Transit Web App Example
Watershed Modeling Example
The core GeoTrellis framework provides an ability to process large and small data sets with low latency by distributing the computation across multiple threads, cores, CPUs and machines. After evaluating several language and architectural approaches, Azavea selected Scala as the language and the Akka framework to implement an Actor model of distributed processing. GeoTrellis includes the ability to rapidly process and distribute processing of both raster and vector data, as well as data import and conversion tools for an optimized raster data structure, known as an ARG file. GeoTrellis is complementary to other open source geospatial projects such as GeoServer, OpenLayers and PostGIS.
GeoTrellis spatial data processing is organized into operations. Following the formal Map Algebra nomenclature developed by C. Dana Tomlin, operations include Local, Focal and Zonal operations for raster data, a few vector operations and network operations. Multiple operations can be composed into Models. A geoprocessing model in GeoTrellis is composed of smaller geoprocessing operations with well-defined inputs and outputs.

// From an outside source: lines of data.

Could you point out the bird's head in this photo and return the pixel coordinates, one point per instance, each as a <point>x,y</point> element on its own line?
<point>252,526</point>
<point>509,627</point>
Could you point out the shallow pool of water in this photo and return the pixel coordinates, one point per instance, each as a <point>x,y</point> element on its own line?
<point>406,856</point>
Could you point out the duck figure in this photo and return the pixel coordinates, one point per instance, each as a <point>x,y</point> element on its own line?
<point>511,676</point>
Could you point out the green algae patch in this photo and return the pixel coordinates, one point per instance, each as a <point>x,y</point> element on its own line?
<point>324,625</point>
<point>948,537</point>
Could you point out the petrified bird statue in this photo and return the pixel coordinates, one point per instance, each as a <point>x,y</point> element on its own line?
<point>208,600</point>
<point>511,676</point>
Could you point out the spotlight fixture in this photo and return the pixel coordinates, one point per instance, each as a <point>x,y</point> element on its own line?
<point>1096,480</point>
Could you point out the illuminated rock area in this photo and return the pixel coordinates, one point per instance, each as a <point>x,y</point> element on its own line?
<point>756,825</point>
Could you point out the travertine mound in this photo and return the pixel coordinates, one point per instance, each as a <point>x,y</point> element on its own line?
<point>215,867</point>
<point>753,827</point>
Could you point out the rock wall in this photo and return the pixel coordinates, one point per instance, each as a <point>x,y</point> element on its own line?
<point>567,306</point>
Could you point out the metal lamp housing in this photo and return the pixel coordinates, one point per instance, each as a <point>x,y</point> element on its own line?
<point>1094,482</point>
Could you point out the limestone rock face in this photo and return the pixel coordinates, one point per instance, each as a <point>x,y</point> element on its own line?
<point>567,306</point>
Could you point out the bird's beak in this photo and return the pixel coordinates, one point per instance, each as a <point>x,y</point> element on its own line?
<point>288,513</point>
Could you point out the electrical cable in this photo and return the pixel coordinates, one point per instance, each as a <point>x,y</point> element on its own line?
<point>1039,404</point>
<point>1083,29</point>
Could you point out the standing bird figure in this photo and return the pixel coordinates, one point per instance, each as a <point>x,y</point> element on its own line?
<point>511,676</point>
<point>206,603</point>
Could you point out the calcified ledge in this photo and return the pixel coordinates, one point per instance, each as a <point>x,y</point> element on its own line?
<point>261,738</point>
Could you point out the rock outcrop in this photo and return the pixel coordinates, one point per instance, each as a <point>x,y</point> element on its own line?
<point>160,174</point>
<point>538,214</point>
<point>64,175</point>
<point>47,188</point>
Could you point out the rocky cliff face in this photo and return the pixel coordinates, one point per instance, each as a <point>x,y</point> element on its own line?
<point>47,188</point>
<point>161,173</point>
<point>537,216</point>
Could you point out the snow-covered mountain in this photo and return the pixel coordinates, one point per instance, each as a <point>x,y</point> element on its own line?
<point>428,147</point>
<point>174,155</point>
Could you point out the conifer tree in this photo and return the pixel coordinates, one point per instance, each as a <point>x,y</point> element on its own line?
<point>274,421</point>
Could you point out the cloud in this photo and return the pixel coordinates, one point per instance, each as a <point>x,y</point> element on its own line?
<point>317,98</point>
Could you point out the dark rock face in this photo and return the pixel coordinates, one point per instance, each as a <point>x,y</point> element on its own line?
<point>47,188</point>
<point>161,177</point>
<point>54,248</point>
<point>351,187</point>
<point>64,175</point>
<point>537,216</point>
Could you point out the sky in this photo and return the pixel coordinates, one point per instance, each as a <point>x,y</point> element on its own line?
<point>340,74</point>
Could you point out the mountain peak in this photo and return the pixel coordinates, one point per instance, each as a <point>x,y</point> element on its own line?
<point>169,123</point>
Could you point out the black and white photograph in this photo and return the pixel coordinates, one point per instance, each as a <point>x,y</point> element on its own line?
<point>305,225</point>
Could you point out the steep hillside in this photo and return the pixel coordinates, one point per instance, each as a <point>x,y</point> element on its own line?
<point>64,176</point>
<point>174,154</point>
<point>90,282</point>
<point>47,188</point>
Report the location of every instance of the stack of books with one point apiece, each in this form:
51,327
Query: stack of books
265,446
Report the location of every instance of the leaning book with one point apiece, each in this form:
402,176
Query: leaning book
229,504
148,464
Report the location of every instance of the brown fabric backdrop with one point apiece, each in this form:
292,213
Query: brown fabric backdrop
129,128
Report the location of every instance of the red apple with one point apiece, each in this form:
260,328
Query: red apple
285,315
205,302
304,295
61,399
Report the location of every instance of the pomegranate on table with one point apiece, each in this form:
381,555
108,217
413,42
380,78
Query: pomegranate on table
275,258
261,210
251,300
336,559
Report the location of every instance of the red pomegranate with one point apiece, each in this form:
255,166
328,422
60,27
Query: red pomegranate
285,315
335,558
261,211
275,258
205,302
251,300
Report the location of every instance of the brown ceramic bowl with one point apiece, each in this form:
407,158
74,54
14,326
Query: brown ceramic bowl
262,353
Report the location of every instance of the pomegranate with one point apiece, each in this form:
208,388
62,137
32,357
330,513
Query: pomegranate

GeoTrellis is designed to help a developer create simple, standard REST services that return the results of geoprocessing models. Like an RDBS that can optimize queries, GeoTrellis will automatically parallelize and optimize geoprocessing models where possible.
Geotrellis Fast Geoprocessing
New Features and Documentation
For the recent GeoTrellis 0.9 release, the GeoTrellis documentation site was significantly revised. It includes both case studies and some samples that were developed since the 0.8 release. There is a full set of release notes available on the site, but major enhancements include:
- API Refactor: We are moving away from requiring users to manually create operations and pass in rasters as arguments. In 0.9, objects called “DataSources” represent the source of data, with the operations to transform or combine that data as methods on those objects.
- File I/O: Reading ARGs from disk is significantly faster. In some cases, improvements are an order of magnitude or more.
- Tile Operation Improvements: Running multiple operations over tiled data has been greatly improved.
- Clustering Improvements: Several steps have been taken to make it easier to distribute operations over a cluster using Akka clustering.
Geotrellis Cluster Processing
We have big plans for GeoTrellis that will extend its utility and make it easier to implement across a broad range of domains. Upcoming milestones will include:
- Integrate Apache Spark with GeoTrellis to allow for interactive analysis of terabyte raster data sets.
- Support for operating on data stored in the Hadoop Distributed File System (HDFS)
- Support for multi-band rasters
- Develop a Scala wrapper for another Eclipse LocationTech project, the Java Topology Suite (JTS)
- Add more Map Algebra operations
This will move us closer to our long-term vision of a general purpose, high performance raster geoprocessing library and runtime designed to perform and scale for the web.